L’estuaire de la Seine, l’invention d’un paysage

Lorsque Raoul Dufy disparaît (1953), le paysage monumental de l’estuaire de la Seine a subi des bouleversements, avec les bombardements de la Seconde Guerre mondiale. Ce sont les photographes qui vont, un peu plus tard dans le XXe siècle, prendre le relai de cette grande tradition artistique commencée au seuil des années 1820.
 
Certains comme Olivier Mériel, né dans cette région en 1955, vont mettre leurs pieds dans les traces de leurs prédécesseurs. Mais Olivier Mériel est peut-être celui dont le travail s’inscrit le plus dans une continuité avec les peintres impressionnistes, par son rapport à la lumière et par les sujets qu’il privilégie. Comme les impressionnistes avant lui, Mériel évoque la qualité de cette lumière particulière, qu’il préfère au printemps ou à l’automne plutôt qu’à l’été. Il a fait le choix d’utiliser la chambre photographique, pourtant très contraignante de manipulation, pour cette pureté de la lumière qu’elle permet d’obtenir. Le noir et blanc également s’est imposé à lui comme le plus apte à restituer les jeux subtils de la lumière. Il tire lui-même à l’atelier ses épreuves par contact sur un papier très riche en argent, viré au platine.

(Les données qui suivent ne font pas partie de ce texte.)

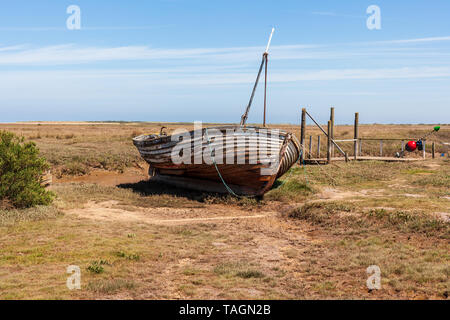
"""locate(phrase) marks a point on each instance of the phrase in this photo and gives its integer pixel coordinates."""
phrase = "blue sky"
(178, 60)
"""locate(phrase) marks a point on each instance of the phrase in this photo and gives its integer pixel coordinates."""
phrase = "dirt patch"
(108, 178)
(111, 211)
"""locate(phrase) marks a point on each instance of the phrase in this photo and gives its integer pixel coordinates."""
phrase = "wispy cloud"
(83, 28)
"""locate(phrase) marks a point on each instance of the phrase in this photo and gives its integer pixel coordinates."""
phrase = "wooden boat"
(241, 169)
(242, 160)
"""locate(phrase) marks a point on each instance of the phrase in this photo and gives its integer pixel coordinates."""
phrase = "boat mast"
(263, 62)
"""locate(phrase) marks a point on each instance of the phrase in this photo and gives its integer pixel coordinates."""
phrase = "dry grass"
(321, 227)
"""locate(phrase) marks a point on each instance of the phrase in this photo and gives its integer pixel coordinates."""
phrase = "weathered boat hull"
(248, 159)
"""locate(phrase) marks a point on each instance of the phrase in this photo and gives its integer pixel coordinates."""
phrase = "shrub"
(21, 170)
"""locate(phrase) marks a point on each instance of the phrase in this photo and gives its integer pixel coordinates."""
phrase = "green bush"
(21, 170)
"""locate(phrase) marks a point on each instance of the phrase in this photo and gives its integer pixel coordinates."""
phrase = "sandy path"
(110, 211)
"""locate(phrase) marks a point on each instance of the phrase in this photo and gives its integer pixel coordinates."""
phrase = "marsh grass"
(109, 286)
(14, 216)
(238, 269)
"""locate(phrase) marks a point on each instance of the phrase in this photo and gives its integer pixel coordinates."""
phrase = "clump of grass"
(128, 256)
(21, 171)
(439, 179)
(237, 269)
(320, 212)
(13, 216)
(412, 221)
(97, 266)
(109, 286)
(291, 189)
(245, 202)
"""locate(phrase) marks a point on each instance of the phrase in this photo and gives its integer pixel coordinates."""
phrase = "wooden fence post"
(329, 142)
(355, 136)
(423, 150)
(318, 146)
(433, 150)
(332, 129)
(302, 134)
(310, 147)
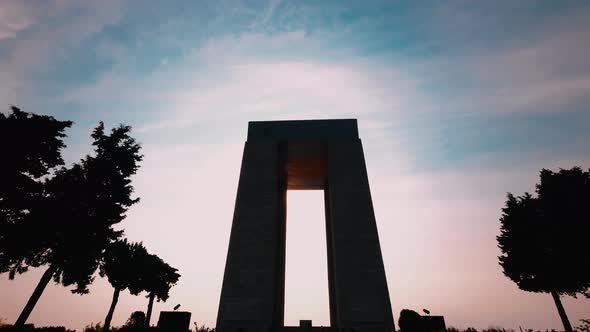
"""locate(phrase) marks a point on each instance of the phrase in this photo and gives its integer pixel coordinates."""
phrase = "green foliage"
(86, 201)
(93, 328)
(137, 319)
(121, 265)
(543, 238)
(158, 277)
(30, 151)
(584, 326)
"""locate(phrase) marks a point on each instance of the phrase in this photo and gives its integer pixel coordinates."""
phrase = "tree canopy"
(543, 238)
(31, 150)
(62, 217)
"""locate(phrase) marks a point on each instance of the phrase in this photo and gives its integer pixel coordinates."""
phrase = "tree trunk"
(148, 314)
(566, 323)
(107, 320)
(24, 315)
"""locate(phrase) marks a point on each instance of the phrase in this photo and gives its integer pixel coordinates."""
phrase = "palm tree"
(120, 266)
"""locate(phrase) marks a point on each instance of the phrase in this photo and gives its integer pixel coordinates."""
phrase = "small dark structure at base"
(173, 321)
(411, 321)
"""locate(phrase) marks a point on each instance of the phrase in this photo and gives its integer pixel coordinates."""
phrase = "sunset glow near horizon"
(457, 103)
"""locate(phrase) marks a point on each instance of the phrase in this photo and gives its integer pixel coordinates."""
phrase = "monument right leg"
(252, 295)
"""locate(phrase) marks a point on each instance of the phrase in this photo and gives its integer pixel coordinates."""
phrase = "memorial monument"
(297, 155)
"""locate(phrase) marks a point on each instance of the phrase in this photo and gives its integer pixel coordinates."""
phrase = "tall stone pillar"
(359, 294)
(252, 296)
(299, 155)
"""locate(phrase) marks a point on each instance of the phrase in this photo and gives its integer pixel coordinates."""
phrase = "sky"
(458, 103)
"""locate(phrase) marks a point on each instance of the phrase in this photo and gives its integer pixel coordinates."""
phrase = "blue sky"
(458, 103)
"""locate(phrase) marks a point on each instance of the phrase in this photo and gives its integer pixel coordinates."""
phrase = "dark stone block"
(174, 321)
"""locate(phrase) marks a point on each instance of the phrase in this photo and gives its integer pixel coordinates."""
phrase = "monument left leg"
(252, 297)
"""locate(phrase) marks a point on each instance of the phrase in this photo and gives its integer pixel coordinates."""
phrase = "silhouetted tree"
(542, 238)
(82, 204)
(30, 151)
(158, 278)
(120, 266)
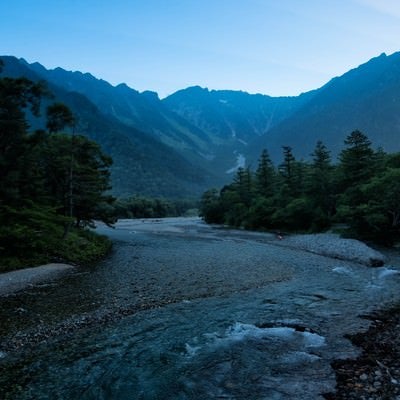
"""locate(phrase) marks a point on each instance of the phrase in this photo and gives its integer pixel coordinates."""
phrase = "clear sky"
(274, 47)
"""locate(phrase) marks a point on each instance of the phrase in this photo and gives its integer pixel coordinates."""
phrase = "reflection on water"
(184, 311)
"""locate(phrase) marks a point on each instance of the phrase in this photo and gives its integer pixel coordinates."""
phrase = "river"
(182, 310)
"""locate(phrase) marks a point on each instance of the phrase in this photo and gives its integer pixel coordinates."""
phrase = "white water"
(233, 316)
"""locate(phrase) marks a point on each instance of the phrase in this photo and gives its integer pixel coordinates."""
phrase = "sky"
(273, 47)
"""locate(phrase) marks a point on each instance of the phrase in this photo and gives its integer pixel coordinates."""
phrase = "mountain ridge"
(215, 131)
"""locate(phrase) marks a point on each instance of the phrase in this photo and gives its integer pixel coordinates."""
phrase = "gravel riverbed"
(218, 265)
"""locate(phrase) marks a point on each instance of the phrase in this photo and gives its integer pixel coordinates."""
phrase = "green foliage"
(211, 207)
(361, 193)
(143, 207)
(48, 182)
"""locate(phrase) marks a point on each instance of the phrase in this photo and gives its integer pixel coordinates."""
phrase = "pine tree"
(265, 176)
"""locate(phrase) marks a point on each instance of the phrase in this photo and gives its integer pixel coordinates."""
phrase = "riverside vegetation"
(360, 194)
(52, 185)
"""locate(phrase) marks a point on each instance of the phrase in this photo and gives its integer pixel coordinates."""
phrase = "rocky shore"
(11, 282)
(375, 374)
(333, 246)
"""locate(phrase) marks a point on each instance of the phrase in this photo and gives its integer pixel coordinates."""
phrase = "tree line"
(359, 195)
(52, 184)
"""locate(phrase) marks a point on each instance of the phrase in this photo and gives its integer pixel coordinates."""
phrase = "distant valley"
(194, 139)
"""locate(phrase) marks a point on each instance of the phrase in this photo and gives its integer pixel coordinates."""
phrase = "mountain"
(142, 111)
(366, 98)
(232, 119)
(196, 138)
(142, 164)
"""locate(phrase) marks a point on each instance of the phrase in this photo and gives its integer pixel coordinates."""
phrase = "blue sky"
(274, 47)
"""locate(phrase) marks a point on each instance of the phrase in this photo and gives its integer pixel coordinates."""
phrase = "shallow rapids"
(182, 310)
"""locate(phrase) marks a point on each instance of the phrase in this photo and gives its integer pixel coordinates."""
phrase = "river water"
(182, 310)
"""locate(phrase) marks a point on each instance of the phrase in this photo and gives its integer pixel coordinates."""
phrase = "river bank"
(14, 281)
(224, 312)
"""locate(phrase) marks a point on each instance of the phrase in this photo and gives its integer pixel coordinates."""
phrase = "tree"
(319, 182)
(59, 116)
(210, 207)
(265, 175)
(357, 161)
(16, 95)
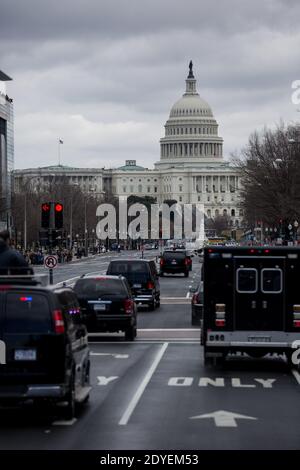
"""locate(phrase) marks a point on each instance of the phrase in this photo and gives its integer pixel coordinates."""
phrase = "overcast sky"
(103, 75)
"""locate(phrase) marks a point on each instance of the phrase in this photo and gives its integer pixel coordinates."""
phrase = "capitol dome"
(190, 106)
(191, 131)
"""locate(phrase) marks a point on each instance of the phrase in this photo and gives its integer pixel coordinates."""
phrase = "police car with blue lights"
(45, 344)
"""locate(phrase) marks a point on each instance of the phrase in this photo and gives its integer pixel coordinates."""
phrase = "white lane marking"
(139, 392)
(116, 356)
(149, 341)
(102, 380)
(67, 281)
(63, 422)
(296, 375)
(168, 329)
(224, 419)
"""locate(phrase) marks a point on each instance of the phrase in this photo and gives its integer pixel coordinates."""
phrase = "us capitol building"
(191, 168)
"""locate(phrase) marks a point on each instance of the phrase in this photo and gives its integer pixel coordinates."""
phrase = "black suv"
(47, 355)
(107, 304)
(175, 262)
(142, 277)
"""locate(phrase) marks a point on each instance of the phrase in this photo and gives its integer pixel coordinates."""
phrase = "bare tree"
(270, 168)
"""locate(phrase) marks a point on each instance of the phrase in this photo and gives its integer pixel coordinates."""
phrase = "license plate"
(25, 355)
(259, 339)
(99, 307)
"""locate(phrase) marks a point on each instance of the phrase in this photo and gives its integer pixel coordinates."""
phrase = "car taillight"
(128, 306)
(220, 315)
(59, 325)
(296, 315)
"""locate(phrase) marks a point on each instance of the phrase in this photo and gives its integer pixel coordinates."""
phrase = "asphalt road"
(156, 393)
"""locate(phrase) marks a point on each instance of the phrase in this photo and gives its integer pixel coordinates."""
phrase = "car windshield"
(27, 313)
(174, 255)
(99, 286)
(132, 271)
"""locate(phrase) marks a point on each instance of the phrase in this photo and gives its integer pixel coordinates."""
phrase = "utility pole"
(25, 221)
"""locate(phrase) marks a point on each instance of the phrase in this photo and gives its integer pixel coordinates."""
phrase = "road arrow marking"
(224, 419)
(115, 355)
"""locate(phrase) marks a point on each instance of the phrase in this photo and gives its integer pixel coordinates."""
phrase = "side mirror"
(193, 290)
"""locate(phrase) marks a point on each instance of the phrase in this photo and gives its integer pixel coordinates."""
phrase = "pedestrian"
(11, 261)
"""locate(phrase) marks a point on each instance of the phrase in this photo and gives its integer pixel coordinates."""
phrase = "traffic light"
(58, 215)
(45, 214)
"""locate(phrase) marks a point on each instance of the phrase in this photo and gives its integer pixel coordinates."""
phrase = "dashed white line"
(138, 394)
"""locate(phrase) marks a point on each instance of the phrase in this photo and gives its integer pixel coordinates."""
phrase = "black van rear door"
(259, 293)
(34, 353)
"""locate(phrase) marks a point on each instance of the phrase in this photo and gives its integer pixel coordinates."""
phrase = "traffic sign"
(50, 261)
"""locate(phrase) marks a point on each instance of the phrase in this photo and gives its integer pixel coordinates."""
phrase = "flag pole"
(58, 152)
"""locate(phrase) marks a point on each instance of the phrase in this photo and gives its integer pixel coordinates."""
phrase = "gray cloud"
(104, 74)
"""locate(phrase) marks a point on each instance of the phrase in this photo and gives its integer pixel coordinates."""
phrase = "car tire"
(69, 409)
(130, 333)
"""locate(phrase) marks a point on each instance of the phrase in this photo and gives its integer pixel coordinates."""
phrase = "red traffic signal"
(58, 215)
(58, 207)
(45, 214)
(46, 207)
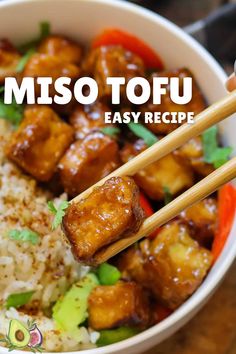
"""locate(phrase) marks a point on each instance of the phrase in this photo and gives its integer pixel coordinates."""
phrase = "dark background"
(222, 37)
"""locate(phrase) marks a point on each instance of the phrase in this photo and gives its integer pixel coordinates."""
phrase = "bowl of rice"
(49, 267)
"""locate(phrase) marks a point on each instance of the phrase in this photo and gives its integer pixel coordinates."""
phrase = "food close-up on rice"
(47, 268)
(59, 217)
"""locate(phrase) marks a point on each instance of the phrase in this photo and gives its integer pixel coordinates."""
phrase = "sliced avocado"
(18, 334)
(71, 310)
(110, 336)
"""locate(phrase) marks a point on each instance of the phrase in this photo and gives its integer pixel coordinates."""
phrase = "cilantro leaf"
(58, 212)
(111, 131)
(108, 274)
(24, 235)
(167, 195)
(18, 300)
(142, 132)
(213, 153)
(12, 112)
(24, 59)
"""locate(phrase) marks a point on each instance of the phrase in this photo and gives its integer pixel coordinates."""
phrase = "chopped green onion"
(142, 132)
(212, 152)
(58, 212)
(24, 236)
(167, 195)
(24, 59)
(12, 112)
(111, 131)
(18, 300)
(110, 336)
(108, 274)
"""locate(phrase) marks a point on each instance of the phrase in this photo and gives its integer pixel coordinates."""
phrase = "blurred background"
(213, 330)
(215, 27)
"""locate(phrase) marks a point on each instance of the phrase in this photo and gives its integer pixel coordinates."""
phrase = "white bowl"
(82, 20)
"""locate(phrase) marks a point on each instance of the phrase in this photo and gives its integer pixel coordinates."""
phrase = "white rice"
(48, 268)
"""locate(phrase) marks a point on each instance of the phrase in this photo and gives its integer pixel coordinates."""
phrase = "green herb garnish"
(111, 131)
(213, 153)
(108, 274)
(58, 212)
(167, 195)
(44, 32)
(12, 112)
(24, 236)
(24, 59)
(18, 300)
(110, 336)
(142, 132)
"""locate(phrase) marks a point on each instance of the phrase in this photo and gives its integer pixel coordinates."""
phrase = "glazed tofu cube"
(65, 49)
(177, 265)
(122, 304)
(47, 65)
(196, 105)
(39, 142)
(192, 153)
(112, 61)
(9, 58)
(109, 213)
(89, 118)
(130, 262)
(167, 172)
(87, 161)
(202, 220)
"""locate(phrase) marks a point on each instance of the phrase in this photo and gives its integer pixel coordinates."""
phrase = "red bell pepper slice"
(226, 214)
(145, 204)
(128, 41)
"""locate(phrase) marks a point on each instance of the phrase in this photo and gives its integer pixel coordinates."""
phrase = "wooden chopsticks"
(211, 116)
(199, 191)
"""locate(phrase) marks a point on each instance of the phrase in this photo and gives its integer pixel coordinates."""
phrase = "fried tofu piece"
(39, 142)
(167, 172)
(130, 262)
(177, 265)
(196, 105)
(65, 49)
(112, 61)
(109, 213)
(122, 304)
(47, 65)
(89, 118)
(192, 153)
(202, 220)
(9, 58)
(87, 161)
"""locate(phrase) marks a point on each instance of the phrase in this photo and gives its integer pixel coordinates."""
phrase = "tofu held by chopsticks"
(110, 212)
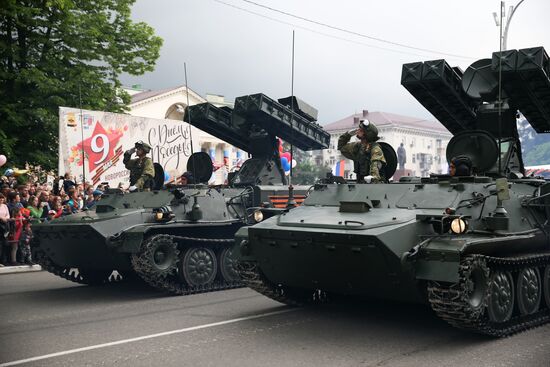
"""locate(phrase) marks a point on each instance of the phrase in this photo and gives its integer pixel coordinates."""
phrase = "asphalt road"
(64, 324)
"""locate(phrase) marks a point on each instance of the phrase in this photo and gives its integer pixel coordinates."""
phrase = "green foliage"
(539, 154)
(57, 52)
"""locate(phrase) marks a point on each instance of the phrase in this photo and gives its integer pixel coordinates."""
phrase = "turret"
(480, 106)
(253, 126)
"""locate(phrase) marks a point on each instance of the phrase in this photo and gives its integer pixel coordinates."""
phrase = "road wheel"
(228, 266)
(501, 297)
(198, 266)
(157, 257)
(546, 285)
(529, 291)
(476, 285)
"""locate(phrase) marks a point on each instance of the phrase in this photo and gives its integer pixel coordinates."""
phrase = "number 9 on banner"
(103, 148)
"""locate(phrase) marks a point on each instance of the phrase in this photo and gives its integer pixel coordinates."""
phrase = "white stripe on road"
(139, 338)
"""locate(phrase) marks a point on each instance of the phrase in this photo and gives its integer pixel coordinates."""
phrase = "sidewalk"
(19, 269)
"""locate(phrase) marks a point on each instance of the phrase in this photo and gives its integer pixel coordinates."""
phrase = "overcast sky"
(237, 47)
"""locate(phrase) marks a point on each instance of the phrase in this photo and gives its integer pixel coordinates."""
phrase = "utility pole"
(499, 20)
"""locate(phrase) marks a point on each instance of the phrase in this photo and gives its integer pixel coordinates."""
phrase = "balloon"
(287, 156)
(285, 164)
(19, 172)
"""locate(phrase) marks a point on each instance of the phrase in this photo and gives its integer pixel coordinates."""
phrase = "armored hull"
(475, 246)
(179, 239)
(393, 241)
(151, 234)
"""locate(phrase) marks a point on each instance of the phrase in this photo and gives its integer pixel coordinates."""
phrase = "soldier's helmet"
(146, 147)
(370, 130)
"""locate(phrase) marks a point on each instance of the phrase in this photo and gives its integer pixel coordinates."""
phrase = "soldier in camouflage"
(366, 154)
(141, 168)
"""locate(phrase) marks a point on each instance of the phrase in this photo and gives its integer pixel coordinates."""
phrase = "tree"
(57, 52)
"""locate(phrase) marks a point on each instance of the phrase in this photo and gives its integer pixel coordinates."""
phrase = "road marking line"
(139, 338)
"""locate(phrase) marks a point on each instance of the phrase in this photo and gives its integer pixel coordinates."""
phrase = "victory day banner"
(92, 144)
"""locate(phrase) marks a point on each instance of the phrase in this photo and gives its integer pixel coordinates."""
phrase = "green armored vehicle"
(475, 247)
(178, 239)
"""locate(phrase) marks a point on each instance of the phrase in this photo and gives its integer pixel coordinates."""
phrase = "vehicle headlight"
(258, 216)
(459, 225)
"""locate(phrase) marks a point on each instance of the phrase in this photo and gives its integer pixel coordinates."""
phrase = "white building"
(170, 104)
(424, 141)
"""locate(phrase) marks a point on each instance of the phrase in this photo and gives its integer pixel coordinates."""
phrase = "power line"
(353, 32)
(322, 33)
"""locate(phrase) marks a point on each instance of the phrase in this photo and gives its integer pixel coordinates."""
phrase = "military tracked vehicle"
(475, 247)
(178, 239)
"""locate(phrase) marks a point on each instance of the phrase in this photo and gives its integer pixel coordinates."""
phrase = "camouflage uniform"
(368, 158)
(142, 170)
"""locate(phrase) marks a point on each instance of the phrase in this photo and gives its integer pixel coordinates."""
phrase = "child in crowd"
(25, 245)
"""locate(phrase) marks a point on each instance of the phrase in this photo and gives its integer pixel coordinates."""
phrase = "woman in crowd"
(4, 230)
(15, 235)
(35, 209)
(14, 200)
(57, 207)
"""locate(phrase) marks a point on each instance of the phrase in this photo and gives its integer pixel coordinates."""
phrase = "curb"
(19, 269)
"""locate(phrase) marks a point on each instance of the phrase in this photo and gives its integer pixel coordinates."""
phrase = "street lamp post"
(498, 21)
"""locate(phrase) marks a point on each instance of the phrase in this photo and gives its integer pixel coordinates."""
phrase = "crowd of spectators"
(22, 204)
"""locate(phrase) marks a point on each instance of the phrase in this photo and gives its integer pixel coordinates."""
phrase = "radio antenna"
(189, 120)
(291, 203)
(82, 137)
(500, 92)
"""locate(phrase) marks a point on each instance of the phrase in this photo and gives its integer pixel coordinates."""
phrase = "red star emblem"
(100, 147)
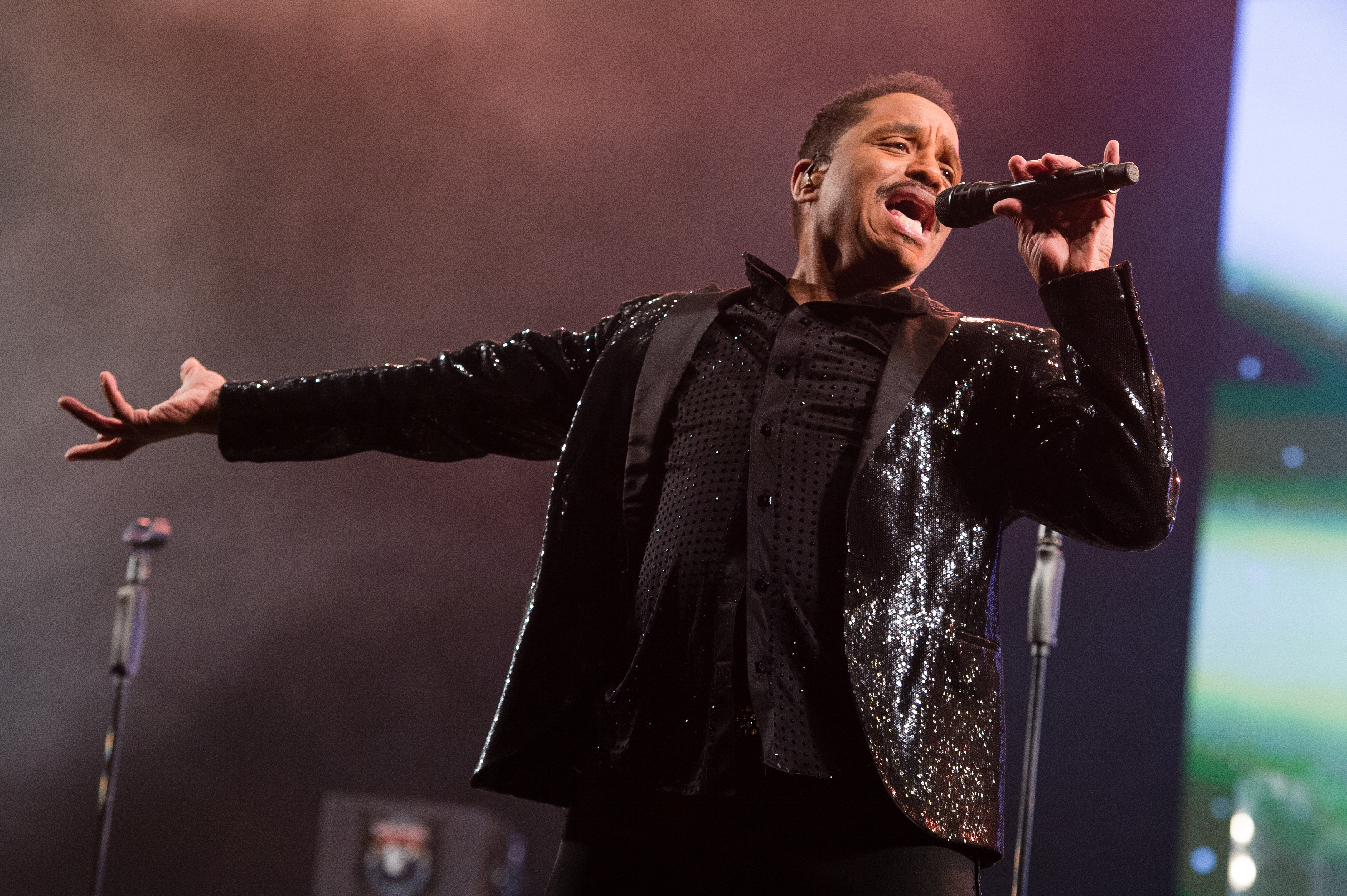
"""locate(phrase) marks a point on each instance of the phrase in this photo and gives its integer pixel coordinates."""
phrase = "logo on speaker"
(398, 859)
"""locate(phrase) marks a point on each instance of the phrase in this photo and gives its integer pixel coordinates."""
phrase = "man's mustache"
(884, 190)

Depuis 35 ans, le photographe n’a cessé d’arpenter la Normandie, du Mont-Saint-Michel à Dieppe, de suivre les berges de la Seine, de s’enfoncer dans la campagne, de s’arrêter dans les villes. La sélection présentée ici témoigne de ses errances, de retrouvailles avec des sites peints, dessinés, gravés par d’autres avant lui, de la distance qu’il peut instaurer avec eux comme cette vue de la cathédrale de Rouen la nuit, avec les boutiques foraines du marché de Noël… clin d’œil malicieux et moderne à Claude Monet et sa fameuse série.

Mais, quel que soit le motif photographié, il propose une vision lumineuse et transfigurée de la réalité et fait, comme les impressionnistes, de la lumière et de son frémissement son véritable sujet.